The injury occurred with one out in the fourth inning on Josh Reddick's crisp ground ball to the right side of the infield.
For some reason, Hernandez was slow to react and leave the mound to cover first base. So when Danny Valencia fielded it with ease and was ready to flip it to Hernandez at first, he saw his pitcher in a mad dash trying to catch up.
Valencia made a nice toss to lead Hernandez, who caught the ball and beat Reddick to the bag by a step.
In a scene that has become all-too-familiar when Hernandez makes those plays at first, he came up limping. Initially, the thought was that he had turned his right ankle. His ankles have shown the durability of dry spaghetti for most of his career.
But it wasn't the ankle. It was the groin. Hernandez met with manager Scott Servais and trainer Rick Griffin on the mound, threw a couple of warm-up tosses and declared himself good to go. He closed out the inning by getting Yuli Gurriel to ground out to third.
Hernandez returned in the fifth inning and worked a 1-2-3 frame, which was aided by Jarrod Dyson's outstanding catch in the left-field corner on a line drive off the bat of former Mariner Nori Aoki.

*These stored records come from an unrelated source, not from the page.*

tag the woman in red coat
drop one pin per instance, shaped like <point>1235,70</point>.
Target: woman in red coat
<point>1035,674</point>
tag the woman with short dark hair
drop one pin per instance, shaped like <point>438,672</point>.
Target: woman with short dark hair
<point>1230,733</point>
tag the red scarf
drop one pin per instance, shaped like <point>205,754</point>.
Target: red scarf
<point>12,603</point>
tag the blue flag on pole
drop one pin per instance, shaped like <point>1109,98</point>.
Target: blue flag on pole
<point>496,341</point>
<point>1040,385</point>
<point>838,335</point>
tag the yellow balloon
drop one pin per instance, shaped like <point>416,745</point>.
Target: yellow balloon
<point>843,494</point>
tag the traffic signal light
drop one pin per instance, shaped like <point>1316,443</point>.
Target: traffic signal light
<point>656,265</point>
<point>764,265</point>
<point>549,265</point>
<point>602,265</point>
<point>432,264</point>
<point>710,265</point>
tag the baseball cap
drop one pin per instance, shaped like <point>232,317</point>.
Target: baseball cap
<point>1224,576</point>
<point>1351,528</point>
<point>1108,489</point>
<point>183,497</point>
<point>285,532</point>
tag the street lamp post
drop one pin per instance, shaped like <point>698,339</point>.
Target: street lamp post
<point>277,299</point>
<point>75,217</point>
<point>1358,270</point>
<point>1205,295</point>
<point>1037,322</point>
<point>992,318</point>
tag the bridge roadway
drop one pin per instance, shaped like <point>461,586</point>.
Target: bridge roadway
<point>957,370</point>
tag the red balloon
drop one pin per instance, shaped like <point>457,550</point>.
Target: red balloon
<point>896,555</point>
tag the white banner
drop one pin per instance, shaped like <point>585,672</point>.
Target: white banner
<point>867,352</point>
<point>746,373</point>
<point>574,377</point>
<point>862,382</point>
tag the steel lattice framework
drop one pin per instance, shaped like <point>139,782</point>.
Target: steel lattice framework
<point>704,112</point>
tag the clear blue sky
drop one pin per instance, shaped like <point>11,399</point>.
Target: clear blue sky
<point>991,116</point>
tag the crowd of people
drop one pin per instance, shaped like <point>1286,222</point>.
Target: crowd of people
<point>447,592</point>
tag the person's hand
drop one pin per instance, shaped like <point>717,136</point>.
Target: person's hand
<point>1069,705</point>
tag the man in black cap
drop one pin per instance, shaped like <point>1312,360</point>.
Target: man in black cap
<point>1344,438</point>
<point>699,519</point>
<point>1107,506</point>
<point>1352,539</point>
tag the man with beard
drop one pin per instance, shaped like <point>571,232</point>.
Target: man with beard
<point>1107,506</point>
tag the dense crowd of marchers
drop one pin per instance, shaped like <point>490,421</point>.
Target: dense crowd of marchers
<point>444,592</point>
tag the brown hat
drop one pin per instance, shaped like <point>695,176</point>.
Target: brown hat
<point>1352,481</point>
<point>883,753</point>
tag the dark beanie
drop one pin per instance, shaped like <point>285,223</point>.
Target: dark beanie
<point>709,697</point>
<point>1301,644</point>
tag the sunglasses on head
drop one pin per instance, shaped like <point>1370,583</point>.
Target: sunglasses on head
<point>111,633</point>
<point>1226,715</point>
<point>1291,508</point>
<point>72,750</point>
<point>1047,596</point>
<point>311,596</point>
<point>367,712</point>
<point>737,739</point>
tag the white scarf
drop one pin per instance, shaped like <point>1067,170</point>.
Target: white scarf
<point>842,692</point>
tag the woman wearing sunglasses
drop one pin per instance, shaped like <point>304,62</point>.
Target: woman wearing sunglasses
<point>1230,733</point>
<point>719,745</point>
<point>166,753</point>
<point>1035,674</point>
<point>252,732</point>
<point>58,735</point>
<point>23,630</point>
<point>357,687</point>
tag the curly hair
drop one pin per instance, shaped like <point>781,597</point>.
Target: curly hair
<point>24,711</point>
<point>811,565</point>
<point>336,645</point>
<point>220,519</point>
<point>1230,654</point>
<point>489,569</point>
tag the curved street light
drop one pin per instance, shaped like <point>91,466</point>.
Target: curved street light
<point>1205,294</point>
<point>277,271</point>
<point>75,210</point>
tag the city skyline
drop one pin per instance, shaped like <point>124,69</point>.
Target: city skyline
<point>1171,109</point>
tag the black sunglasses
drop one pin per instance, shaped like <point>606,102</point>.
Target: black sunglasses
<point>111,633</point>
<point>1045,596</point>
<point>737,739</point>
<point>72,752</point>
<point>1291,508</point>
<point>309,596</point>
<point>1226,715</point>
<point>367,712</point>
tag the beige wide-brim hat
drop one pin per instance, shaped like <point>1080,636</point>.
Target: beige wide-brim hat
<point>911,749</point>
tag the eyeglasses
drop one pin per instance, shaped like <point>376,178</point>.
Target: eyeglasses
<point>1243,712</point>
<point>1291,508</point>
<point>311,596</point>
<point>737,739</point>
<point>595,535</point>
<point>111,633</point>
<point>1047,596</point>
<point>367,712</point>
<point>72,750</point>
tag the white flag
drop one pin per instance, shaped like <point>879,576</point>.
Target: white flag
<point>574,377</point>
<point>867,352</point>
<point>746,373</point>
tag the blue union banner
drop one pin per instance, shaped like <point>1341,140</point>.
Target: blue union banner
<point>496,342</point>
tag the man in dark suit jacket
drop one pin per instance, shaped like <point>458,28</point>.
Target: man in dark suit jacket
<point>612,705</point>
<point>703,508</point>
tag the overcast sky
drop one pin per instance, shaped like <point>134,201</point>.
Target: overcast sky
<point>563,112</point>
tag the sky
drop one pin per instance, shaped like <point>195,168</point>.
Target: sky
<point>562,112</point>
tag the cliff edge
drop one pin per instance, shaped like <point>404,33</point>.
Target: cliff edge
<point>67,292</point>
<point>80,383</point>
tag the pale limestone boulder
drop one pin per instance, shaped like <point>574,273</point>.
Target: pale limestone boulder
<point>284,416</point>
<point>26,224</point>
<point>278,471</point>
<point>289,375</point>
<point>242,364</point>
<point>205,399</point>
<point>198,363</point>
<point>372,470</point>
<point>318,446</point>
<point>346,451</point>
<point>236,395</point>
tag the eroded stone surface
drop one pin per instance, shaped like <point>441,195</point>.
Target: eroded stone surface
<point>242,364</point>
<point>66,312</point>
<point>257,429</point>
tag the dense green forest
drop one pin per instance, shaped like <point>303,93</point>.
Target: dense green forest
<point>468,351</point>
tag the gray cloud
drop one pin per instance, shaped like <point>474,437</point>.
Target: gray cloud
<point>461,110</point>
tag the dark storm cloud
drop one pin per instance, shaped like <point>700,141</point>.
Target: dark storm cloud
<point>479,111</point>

But in between innings, the pain in the groin continued to bother Hernandez. He met with trainers, Servais and pitching coach Mel Stottlemyre. When they decided to pull him, he was visibly irritated by the decision. Despite Hernandez's protests, it was the proper decision given the situation.
Hernandez's line: five innings, two runs on five hits with no walks and six strikeouts.
The two runs came via a pair of solo homers, including one on the first hitter Hernandez faced.
George Springer, the Astros ultra aggressive leadoff man, who swings hard and often and strikes out at a rate commensurate with that approach, became the third Astros player in club history to lead off the season with a homer.
Hernandez left a 2-1 fastball up in the zone on the inner half of the plate. Springer clubbed the mistake into the Crawford Boxes in left field for a 1-0 lead.
The Astros pushed the lead to 2-0 when Carlos Correa led off the inning with a majestic, towering homer to left field that stayed just inside the foul pole, but traveled out of the confines of Minute Maid. MLB Statcast measured the blast at 449 feet.
Perhaps more impressive was Correa being able to keep the pitch fair. The 1-1 fastball was inside and off the plate and was not a strike.
Like Hernandez, Astros Opening Day starter Dallas Keuchel was coming off a dismal 2016 where he spent time on the disabled list. Keuchel looked more like his 2015 version, where he won the Cy Young, tossing seven shutout innings and giving up two hits with two walks and four strikeouts to get the win.
The Mariners' two hits off Keuchel came on a single from Jean Segura to start the game and a single from Robinson Cano in the fourth inning. The Mariners had their best chance to get to Keuchel in the fourth, loading the bases with two outs. But after seeing two teammates draw walks in the inning, Leonys Martin showed minimal patience, swinging at the first pitch and grounding out to second to end the threat.